President’s Letter: Multicultural Counseling and Cultural Pluralism
By Karen Smith | January 2019
As we move away from responsive counseling services and move into the comprehensive delivery model (counselors delivering counseling curriculum school-wide), we find that educating our diverse student body on the culturally appropriate “soft skills” and collaborative skills necessary to be successful in the workplace of the future, is timely and effective career preparation.
Recently, I was asked what I would do if I could truly facilitate education reform. In our current political climate, we appear to have forgotten the lessons of preschool and kindergarten – manners, courtesy, kindness, living by the golden rule. My hope would be to have school counselors available to our children and youth at every level – elementary, middle and high school – and at the ASCA recommended ratios of 1:250. Being able to work with our future leaders at a very early age helps us as a society to teach and engrain those “soft skills” from the beginning of formal education. It allows us to help students develop grit and resilience, and the abilities to be culturally appropriate and to collaborate with others.
The term banking education was first used by Paulo Freire in his highly influential book “Pedagogy of the Oppressed.”
Freire describes this form of education as "fundamentally narrative (in) character" with the teacher as the subject (that is, the active participant) and the students as passive objects.
Freire also refers to a banking paradigm one that regards students as "adaptable, manageable beings. ... The more completely they accept the passive role imposed on them, the more than tend simply to adapt to the world as it is and to the fragmented view of reality deposited in them."
Globalization has changed our classrooms’ demographics over the past 30–40 years. We are no longer a largely homogenous classroom, but a vibrant compilation of students from all over the world, each eagerly seeking to learn and achieve. Regardless of whether a student has come to the United States because a parent has been transferred here, parents have sought political asylum, they are refugees, or they have come seeking a better life for their family, each student deserves to learn through creativity, practical application and analysis.

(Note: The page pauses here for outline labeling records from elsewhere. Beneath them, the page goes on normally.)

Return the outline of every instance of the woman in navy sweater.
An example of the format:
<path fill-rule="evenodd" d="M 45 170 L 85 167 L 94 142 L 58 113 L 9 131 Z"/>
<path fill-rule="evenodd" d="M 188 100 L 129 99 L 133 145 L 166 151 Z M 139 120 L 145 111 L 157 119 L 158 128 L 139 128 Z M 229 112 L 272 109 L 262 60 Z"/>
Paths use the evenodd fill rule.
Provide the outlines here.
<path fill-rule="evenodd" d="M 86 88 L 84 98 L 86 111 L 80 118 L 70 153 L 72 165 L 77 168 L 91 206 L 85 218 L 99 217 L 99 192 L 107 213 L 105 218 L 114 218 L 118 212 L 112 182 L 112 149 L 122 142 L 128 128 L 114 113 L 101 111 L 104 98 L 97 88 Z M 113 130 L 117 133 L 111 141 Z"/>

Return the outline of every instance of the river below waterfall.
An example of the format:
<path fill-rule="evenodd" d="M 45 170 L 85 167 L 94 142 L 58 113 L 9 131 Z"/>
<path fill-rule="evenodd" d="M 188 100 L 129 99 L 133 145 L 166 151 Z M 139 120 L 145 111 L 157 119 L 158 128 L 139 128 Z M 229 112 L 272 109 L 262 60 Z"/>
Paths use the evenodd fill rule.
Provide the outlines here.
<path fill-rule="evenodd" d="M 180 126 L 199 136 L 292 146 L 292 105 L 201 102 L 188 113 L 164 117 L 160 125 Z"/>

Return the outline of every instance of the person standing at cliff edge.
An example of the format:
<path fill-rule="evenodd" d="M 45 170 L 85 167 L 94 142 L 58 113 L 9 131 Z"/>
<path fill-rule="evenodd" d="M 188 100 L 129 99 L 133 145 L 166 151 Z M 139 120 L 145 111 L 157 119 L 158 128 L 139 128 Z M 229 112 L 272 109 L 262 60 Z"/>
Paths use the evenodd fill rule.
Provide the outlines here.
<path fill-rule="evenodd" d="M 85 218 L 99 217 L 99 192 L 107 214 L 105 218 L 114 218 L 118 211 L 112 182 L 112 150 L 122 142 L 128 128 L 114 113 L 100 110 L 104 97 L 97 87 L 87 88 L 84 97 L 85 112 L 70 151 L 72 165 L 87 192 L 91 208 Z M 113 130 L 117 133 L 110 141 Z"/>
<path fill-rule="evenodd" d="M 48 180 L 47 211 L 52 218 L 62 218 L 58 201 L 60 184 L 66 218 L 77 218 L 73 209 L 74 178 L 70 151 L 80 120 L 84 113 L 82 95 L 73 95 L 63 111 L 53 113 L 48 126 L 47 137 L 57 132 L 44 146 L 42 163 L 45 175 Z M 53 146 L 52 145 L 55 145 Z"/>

Daniel Pink, in “A Whole New Mind,” speaks of the next generation in business using soft skills to foster success. We can no longer rely on the traditional banking model of education to deliver our curriculum content. We do not need humans to do the accounting, to conduct the banking, to program the computers, to check you out at the grocery store – all of that can be done by machines. We need a workforce that can think critically, adapt quickly to the ever-changing global economy, and understand that not everyone in the world operates (moves and grooves), to the same drumbeat. Being able to accomplish a task collaboratively is the key, and we must teach that skill as part of our education framework and allow our students the opportunity to practice and refine the skill.
In an effort to define the term pluralistic setting, I read an article on cultural pluralism by Thomas C. Hogg and Marlin R. McComb: “Cultural pluralism and its attendant conflicts in America are increasing under the impact of industry; pluralism plus conflict appear to be part of the new quality of industrial, social, and cultural life. Thus, a condition which in eras only recently past was viewed as a strain in the social system now appears to be the system. The new adaptation is not a matter of choosing one of many cultures, it is to succeed with many cultures.”
It went on to include recommendations for cultural adaptations for education and the three most imminent changes required:
First, in cultural terms, the school must provide each student with a set of relevant cultural experiences so that successful and meaningful cultural adaptations might be made. Failing this, the school is encouraging the range of social problems afflicting all culturally different youth dropping out of school, unemployment, deteriorated self- image, hostility toward authority, and withdrawal from social involvement.
Second, through consciously sought "cultural feedback," the school must restructure its organization and activities and attempt to become a center of community interaction.
Third and final, the school must go beyond just becoming a reflection of cultural diversity. It must participate in, and prepare youth for, a culturally pluralistic life and society; and such an educational strategy must become a major and clearly articulated set of goals in the educational process.
The article was written in 1969, but the message is ever so poignant today. It truly is a small world, after all.